It is wise to first go to your local credit union when you are thinking about trying to apply for a loan because they generally offer lower interest rates. Credit unions are non for profit and they do not charge expensive interest to make a profit from the customers. Instead, they seek to offer the best customer service by issuing loans that have low interest rates.
Credit unions also charge fees like origination fee and late fee but they are typically lower than banks. Making extra loan payment can help you to settle the loan fast and save a great deal on the interest fee. Before you make extra loan payment, you should check with them whether they charge early repayment fee.
Credit unions are not stuck up like bank where you have to wait for months to get a loan approved. They quickly review your application and you can expect to hear from them within one to two week. They allow you to take out a loan of a few hundred dollars to a few thousands dollars.
At a credit union, the interest rate of the loan can be as low as 5% and up to 10%. With a good credit score, they will assign you the lowest interest rate making it easy for you to repay the loan. They would also offer fast loan approval for people who don’t have good credit.
The thing that set credit union and bank apart is that credit union requires you to be a member while bank accept everyone. To be a member, you may be required to be an employee of an organization, a student at a specific college and etc. In addition, you also have to be residing in the selected areas where they are offering their services. If you have a family member who has a membership with a credit union, you may automatically be enrolled as a member into the credit union. Sometimes, they let you become a member by making a small donation.

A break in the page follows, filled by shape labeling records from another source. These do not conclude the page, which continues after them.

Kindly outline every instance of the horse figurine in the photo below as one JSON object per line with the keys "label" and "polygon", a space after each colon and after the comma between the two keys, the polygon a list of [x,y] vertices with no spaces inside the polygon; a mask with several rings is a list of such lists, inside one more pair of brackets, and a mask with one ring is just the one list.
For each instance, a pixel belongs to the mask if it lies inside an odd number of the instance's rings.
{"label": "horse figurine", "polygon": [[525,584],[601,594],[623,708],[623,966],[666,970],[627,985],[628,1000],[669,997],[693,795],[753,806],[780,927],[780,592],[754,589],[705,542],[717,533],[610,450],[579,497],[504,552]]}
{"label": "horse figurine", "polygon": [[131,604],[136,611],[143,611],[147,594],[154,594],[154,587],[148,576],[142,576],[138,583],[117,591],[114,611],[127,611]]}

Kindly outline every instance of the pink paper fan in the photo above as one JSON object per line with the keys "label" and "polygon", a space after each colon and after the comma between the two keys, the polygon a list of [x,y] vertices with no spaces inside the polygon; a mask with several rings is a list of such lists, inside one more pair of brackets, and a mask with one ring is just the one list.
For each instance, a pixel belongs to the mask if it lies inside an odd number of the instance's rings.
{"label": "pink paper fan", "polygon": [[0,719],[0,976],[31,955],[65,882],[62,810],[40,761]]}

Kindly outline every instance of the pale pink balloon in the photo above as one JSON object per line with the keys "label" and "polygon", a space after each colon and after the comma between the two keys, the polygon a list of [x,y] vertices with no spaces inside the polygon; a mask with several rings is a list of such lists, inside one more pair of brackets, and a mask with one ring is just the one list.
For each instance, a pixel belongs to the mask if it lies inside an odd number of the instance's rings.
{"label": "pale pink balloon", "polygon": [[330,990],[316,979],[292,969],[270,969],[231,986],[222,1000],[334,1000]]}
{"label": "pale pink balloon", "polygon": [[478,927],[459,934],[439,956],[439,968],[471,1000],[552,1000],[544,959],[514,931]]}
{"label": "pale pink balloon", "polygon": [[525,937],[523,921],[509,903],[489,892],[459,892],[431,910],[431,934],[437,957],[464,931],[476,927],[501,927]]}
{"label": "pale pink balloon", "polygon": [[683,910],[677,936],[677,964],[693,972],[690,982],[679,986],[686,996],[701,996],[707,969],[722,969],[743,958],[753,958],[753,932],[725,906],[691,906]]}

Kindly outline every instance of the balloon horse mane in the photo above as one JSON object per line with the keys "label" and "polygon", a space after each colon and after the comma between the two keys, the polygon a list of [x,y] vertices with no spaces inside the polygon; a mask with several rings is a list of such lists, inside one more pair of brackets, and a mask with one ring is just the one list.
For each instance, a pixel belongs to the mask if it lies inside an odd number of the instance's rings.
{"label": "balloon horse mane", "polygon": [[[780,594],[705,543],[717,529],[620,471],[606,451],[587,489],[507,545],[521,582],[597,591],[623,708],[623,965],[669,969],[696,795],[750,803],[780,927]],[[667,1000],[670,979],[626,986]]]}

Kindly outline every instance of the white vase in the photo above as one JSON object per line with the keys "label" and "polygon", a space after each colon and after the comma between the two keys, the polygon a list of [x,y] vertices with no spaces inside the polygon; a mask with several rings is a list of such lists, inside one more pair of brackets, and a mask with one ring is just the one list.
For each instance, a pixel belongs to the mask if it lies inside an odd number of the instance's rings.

You can easily find a credit union near you by doing a search on the internet. On the credit union site, you will find information on the eligibility requirements. After comparing your options, you can visit the site of the credit union that you want to apply the loan and fill in the application form. On the form, you can indicate whether you are applying as a joint applicant or cosigner. You also have to declare your plan on how to use the fund in the form.
You can opt to apply a fixed or variable debt consolidation loan. Fixed loan means that you pay the same monthly payment every month. Variable rate has lower interest at first but there is the likelihood that it will increase over time.